I live in the mountains east and north of Los Angeles. Last summer, when I bought my house, I ordered Direct TV for television service as the cable company wouldn’t even schedule an installation until the escrow closed. I had no complaints about the TV service until the first snowfall. I had no service for two days. I called Direct TV and was told that snow interferes with the signal (duh !) and there was nothing I could do. I had a satellite dish in New Hampshire in 1994 and 95 and never had this problem. The next time it happened I called and finally got to a technical advisor who told me there was such a thing as a dish heater but Direct TV had nothing to do with them. He did give the URL of several web sites where I could get more information. I found that I would have to install the heater myself and the dish is nearly 20 feet above my upper deck.

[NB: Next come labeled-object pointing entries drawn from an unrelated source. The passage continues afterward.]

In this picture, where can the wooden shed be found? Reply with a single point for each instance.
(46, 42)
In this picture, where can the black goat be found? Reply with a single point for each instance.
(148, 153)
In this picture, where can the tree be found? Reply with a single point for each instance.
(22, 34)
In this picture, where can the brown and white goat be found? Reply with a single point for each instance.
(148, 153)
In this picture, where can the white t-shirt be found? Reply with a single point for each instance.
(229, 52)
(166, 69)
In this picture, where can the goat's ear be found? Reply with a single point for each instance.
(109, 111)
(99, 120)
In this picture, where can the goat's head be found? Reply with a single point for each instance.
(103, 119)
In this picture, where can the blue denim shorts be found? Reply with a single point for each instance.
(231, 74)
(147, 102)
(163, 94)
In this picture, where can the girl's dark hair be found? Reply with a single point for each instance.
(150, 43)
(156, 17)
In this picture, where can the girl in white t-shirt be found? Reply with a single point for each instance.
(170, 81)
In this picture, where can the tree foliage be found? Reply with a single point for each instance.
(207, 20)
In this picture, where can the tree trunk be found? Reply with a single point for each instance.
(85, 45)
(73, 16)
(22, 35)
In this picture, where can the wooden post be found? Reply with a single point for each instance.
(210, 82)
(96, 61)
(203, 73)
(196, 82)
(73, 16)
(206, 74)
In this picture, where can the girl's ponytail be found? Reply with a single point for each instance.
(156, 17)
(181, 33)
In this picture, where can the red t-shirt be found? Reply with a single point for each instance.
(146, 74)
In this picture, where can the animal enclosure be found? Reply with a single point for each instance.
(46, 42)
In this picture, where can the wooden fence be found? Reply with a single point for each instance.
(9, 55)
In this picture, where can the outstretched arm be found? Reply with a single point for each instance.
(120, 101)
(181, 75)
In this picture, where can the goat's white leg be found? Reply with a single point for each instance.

Last weekend, when we had more snow, Cindy was atop a seven foot ladder trying to reach the dish with a broom but with no luck. The angle of the dish, which catches more snow, makes it impossible to brush the dish off. It seems to be a pretty common problem and one would think that Direct TV would anticipate these problems in areas with substantial snowfall. Maybe they could supply the dish heaters as an option, especially when the dish is mounted so high. Then the technician could install both. The new dishes also seem to be of a deeper chord and the location may determine the angle of elevation to the satellite. New Hampshire is a higher latitude, as is Chicago, and that dish seemed to be flatter in my recollection.
Does anybody in Greater Chicago use these dishes and do they have problems like this ? I got nowhere with them, and am not about to try to install a heater on the dish, so I finally canceled and will have to pay a substantial early cancellation charge.